It's been an ugly couple of weeks here in my head. I have been tasting metal and smelling sulfur way too often.
Imagining the release of an explosive shell through the back of my palette. My favorite likeness sings back from the grave;
"Go on and give me some fresh new eyes..." And I just keep plowing through the drifts with my headlights down low. Narrow eyes and broad mind.
It's like I want to be. Except when I am. Then I crave the people. Like the bleak inside is too immense to fill up with just myself. Filling a vessel with the vessel is pointless, because there's only so much matter to go around.
Break time is really a good name for it. I keep snapping off from my identity here at the call center hell. Trying to make me into a new whole. Like Ponce d' Leon, I'm stuck somewhere between the mythic youth, and the aging adventurer. Everyone knows me here. I'm a beacon of darkness. I could blot out the sun inside this cave.
The only thing is that I have no interaction. I deliver papers and walk away. "Not my fault, it's just company orders. You've failed yourself. I just wrote it down."
Maybe I should switch rails - Put on the Sea of Tranquility, or Worlock - Six Finger Satellite or Skinny Puppy? It's all dead now, there are no lines to draw. Only spheres of mind to traverse.
Again I feel my right hand raise up to my mouth with a ten pound weight.

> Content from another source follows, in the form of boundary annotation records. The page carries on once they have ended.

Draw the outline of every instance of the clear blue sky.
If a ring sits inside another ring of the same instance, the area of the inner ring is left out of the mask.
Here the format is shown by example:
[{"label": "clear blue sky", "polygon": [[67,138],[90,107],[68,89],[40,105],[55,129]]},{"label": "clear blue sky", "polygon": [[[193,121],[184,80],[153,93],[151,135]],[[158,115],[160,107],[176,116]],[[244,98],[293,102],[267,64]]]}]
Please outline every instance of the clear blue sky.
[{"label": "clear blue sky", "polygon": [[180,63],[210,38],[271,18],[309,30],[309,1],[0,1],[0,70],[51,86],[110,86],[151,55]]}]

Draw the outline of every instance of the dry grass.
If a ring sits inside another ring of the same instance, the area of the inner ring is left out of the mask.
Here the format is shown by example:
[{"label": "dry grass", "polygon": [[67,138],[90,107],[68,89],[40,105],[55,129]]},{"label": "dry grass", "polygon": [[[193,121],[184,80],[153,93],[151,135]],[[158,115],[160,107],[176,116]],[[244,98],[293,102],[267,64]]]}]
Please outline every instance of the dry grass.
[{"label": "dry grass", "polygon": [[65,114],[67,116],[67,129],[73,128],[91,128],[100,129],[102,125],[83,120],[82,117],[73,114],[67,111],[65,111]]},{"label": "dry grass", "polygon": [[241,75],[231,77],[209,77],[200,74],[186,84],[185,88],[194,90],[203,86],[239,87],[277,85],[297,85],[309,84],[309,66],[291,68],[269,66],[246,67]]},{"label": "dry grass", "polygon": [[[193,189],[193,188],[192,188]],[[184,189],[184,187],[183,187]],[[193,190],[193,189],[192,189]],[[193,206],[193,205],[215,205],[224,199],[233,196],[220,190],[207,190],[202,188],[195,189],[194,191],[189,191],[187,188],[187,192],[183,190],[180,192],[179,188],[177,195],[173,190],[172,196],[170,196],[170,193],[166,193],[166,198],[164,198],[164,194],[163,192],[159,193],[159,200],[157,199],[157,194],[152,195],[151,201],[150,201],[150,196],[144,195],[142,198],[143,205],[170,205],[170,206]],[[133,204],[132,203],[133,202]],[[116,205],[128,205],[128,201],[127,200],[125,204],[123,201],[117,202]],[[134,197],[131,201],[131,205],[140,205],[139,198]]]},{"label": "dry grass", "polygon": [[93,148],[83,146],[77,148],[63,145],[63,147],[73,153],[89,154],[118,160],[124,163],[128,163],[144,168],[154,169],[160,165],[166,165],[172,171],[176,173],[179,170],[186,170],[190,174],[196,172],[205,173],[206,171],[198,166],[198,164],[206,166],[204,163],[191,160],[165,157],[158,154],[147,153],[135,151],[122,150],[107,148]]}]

A black metal pistol grip, smelling of oil and grit. Lead inside sings of freedom. A tight fit, but it still rings out enough to make fun. I feel my arm reach my mouth, the lips are numb and I feel disembodied. focusing on the offending arm. It's forcing the metal into my mouth. My jaw parts to avoid the pressure against the teeth. Rotten as they are, it'd be a shame if there were little bits for the coroner to have to fit together. I feel the resistance of the trigger as my finger pulls back. the immediate pressures - through the throat and against the roof of the mouth. I chipped a tooth. one of the porcelain caps, I think. Money well spent, obviously. Grinning fervor forever.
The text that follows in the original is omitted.